The Buildner Student Winner was "Vital Park - A Hospice Among Trees" by Nikoleta Mitríková from the Slovak University of Technology in Bratislava, Slovakia. The design utilizes a layered roof system and open-air courtyards to create dynamic interplays of light and shadow while facilitating natural ventilation. Materials such as timber, rammed earth, and local stone help regulate temperature and humidity, while water features, vegetation, and adjustable wooden louvers manage heat and moisture. The project successfully integrates daily routines with environmental rhythms, minimizing boundaries between interior and exterior spaces.

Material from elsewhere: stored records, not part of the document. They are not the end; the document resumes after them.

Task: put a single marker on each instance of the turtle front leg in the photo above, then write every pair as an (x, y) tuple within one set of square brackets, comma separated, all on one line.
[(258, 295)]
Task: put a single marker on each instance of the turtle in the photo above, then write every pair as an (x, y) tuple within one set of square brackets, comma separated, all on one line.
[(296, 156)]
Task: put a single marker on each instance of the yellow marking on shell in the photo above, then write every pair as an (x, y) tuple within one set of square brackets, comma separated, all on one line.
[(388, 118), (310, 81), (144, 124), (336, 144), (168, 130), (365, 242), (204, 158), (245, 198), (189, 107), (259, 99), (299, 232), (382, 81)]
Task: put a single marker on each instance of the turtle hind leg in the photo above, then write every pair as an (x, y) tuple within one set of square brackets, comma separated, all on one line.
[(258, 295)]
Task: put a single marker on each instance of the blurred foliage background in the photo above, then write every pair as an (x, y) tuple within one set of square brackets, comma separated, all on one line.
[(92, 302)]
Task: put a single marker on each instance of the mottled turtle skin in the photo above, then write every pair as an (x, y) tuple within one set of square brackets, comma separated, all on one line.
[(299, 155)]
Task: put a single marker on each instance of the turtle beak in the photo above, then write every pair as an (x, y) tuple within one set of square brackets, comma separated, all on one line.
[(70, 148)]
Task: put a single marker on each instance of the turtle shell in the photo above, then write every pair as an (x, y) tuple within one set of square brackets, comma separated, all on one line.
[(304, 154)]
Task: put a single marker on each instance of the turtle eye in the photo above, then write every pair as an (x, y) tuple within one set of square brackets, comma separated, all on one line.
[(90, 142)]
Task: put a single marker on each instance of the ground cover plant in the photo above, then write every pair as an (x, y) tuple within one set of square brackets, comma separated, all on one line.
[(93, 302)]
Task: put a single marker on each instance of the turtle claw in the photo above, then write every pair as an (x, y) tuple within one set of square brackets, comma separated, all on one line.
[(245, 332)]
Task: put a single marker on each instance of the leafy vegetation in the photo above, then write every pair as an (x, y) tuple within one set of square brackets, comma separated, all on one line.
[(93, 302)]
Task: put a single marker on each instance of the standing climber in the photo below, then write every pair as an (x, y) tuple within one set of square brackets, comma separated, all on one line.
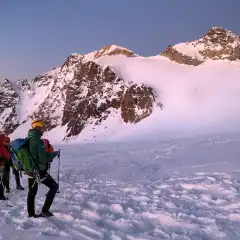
[(41, 157), (8, 165), (4, 157)]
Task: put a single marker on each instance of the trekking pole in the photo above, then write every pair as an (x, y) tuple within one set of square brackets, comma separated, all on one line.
[(59, 160)]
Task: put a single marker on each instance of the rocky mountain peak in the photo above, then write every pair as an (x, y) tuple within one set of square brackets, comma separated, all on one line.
[(9, 99), (109, 50), (218, 43)]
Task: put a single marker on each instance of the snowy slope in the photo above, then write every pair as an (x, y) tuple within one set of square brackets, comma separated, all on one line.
[(183, 189), (114, 94), (200, 97)]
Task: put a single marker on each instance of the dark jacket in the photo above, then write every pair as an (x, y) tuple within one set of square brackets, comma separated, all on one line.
[(4, 153), (38, 151)]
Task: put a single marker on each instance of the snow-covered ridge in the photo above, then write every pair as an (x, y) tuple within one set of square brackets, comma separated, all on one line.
[(217, 44), (101, 94)]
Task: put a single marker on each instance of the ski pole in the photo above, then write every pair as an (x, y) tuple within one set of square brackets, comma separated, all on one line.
[(59, 169)]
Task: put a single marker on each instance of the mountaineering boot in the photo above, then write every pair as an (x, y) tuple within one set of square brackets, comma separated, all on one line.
[(45, 214), (2, 197), (19, 187), (32, 215), (6, 181)]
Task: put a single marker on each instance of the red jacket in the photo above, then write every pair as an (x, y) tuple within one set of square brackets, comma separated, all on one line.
[(4, 153)]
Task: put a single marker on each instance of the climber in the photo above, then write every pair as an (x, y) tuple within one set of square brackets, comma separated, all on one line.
[(4, 157), (41, 157)]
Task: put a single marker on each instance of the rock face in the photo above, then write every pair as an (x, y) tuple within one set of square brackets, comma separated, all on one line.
[(9, 100), (77, 94), (82, 93), (217, 44), (94, 91)]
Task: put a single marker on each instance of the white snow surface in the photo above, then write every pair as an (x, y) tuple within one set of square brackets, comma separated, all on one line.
[(179, 189)]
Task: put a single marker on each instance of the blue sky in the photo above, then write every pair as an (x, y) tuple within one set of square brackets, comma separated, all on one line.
[(36, 36)]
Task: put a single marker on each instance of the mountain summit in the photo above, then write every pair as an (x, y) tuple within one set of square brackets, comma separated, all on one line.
[(216, 44), (107, 91)]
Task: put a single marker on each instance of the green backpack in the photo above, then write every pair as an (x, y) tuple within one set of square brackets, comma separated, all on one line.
[(22, 157)]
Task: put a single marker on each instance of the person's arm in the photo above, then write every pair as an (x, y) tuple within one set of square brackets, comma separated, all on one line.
[(42, 153)]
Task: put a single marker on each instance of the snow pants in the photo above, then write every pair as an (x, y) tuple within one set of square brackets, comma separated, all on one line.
[(33, 189)]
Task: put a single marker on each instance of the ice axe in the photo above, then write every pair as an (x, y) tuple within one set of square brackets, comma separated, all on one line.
[(59, 161)]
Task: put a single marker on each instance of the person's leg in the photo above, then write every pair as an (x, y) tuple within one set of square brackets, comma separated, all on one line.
[(32, 192), (53, 187), (17, 178), (2, 197)]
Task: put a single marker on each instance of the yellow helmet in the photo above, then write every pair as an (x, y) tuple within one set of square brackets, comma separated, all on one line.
[(38, 123)]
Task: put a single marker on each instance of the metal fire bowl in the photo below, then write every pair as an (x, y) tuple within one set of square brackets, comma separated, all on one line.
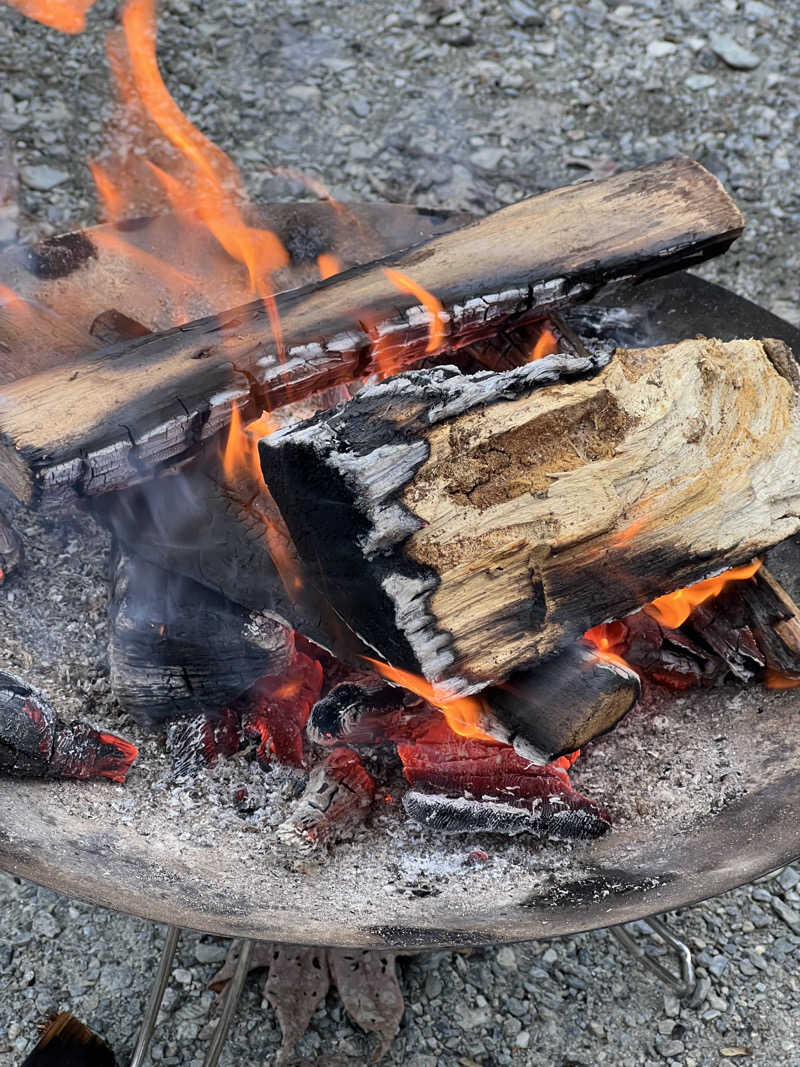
[(625, 876)]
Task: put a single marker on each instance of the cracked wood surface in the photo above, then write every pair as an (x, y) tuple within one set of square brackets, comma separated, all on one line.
[(105, 419), (468, 526)]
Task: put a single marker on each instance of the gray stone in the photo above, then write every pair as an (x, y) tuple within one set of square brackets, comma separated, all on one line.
[(507, 958), (659, 49), (668, 1048), (732, 52), (43, 177), (525, 15), (786, 913), (700, 81), (718, 966), (788, 877), (209, 952)]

The Buildner Sustainability Prize was awarded to "Where Light is Seen, and Nature is Felt" by Lampis Farantos and Konstantinos Vlahavas from the University of West Attica, Greece. Their design is structured around two perpendicular axes - horizontal and public, vertical and private - that define both spatial and emotional orientation. The architecture serves as a setting for clarity, dignity, and reflection through restrained materials and careful spatial sequencing. Functional spaces like the kitchen, library, and gathering room are distributed along the public axis, while the chapel and clinical areas occupy the vertical axis, encouraging upward contemplation and quiet withdrawal.

Among the highlighted submissions, "The House of Timefulness" by Taylor Rhodes Lowe from the United States stood out for its innovative approach to adaptive reuse. The project transforms the fire-damaged ruins of Faith Lutheran Church in Cambridge, Massachusetts into a daytime hospice center that explores how architecture can heighten awareness of time's passage. Rather than pursuing timelessness, the proposal embraces "timefulness" - the concept that architecture can enrich experiences of temporality, seasonality, and mortality through thoughtful material selection and spatial design.

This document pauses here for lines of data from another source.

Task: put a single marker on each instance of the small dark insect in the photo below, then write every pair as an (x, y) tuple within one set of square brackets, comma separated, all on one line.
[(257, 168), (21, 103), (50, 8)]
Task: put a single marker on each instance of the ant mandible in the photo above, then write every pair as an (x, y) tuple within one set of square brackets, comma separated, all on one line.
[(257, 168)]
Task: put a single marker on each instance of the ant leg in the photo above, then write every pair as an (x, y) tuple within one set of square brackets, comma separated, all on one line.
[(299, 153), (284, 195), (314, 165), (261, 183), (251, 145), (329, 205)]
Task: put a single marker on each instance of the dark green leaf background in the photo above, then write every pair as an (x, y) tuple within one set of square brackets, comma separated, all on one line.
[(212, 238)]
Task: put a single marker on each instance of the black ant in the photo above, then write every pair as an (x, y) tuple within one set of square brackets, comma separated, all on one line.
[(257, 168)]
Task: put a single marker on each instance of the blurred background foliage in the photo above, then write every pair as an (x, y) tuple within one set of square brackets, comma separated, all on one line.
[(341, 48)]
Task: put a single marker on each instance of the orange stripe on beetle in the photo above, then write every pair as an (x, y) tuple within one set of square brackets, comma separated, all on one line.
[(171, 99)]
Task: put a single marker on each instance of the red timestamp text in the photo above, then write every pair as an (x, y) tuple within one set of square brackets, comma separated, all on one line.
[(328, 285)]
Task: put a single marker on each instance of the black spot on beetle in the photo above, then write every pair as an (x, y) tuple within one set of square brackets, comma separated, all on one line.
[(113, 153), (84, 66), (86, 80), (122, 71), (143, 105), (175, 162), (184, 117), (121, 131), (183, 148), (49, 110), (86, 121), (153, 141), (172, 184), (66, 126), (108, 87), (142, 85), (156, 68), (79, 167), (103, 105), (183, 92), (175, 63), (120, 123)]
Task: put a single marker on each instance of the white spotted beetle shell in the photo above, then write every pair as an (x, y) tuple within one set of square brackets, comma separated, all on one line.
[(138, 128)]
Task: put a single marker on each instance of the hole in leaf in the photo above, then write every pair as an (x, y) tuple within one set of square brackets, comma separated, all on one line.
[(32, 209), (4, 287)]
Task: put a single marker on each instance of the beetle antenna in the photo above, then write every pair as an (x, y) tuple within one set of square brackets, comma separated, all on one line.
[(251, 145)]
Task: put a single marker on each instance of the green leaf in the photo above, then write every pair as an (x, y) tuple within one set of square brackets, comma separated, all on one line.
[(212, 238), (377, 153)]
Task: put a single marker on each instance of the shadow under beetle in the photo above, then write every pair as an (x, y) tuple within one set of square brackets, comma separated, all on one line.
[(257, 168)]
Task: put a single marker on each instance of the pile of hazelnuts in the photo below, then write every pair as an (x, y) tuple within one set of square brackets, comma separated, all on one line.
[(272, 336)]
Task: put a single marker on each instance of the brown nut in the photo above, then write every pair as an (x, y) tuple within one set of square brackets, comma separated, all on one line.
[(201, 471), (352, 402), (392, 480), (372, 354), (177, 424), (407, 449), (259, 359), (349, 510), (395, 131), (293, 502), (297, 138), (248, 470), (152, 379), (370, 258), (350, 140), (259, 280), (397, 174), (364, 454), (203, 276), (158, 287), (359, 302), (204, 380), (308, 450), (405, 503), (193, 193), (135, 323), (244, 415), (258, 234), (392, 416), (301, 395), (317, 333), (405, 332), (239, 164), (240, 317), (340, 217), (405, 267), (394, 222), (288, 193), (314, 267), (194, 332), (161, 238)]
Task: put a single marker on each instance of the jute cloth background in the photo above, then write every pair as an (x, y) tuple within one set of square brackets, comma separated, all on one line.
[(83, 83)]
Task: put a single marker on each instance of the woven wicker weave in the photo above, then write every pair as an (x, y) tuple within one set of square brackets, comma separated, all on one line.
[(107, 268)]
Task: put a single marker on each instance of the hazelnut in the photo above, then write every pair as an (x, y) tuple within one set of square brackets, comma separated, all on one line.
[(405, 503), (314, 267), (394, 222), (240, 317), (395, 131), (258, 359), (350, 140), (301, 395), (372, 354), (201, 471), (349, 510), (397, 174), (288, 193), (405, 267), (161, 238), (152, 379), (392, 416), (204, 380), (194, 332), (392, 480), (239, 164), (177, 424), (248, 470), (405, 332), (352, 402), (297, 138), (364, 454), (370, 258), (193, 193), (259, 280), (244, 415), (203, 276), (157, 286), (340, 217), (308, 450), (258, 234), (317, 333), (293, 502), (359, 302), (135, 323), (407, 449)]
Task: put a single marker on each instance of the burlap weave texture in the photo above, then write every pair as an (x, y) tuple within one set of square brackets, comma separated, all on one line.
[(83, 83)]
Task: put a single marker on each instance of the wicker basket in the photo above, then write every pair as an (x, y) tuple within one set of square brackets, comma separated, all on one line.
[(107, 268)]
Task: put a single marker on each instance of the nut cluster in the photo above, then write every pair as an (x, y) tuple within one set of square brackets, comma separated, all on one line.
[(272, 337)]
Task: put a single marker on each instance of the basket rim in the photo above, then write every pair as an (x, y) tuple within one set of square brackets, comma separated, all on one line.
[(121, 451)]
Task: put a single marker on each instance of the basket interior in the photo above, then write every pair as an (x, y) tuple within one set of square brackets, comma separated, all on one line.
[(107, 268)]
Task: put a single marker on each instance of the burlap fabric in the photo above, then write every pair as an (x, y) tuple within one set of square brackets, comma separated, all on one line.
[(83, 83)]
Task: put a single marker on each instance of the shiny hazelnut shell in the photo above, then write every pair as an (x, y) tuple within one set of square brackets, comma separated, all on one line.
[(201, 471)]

Another notable submission was "Tranquilife Center - Vita & Serenity" by Chinese designers Zhengyu Sun, Jialing Lin, Xinyue Zhang, and Chi Yuting. Located at the junction of the Huangpu and Chuanyang Rivers in Shanghai, this project addresses the psychological and emotional challenges surrounding end-of-life care in China, where death remains a cultural taboo. The design features five courtyards filled with vegetation symbolizing regeneration and life's continuation, along with a rooftop garden that connects directly to a public bridge, allowing controlled interaction between patients, families, and the broader community.

Buildner and the jury expressed gratitude to all participants for their thoughtful and inspiring proposals, recognizing their exceptional contributions to this important architectural typology. The organization continues to promote innovative design thinking through ongoing competitions including The Unbuilt Award 2025, celebrating visionary unbuilt projects across three scales; The Architect's Stair Edition 3, a conceptual exploration of architecture's most symbolic elements; and The Kinderspace Competition Edition 3, which invites creative ideas for early childhood learning environments.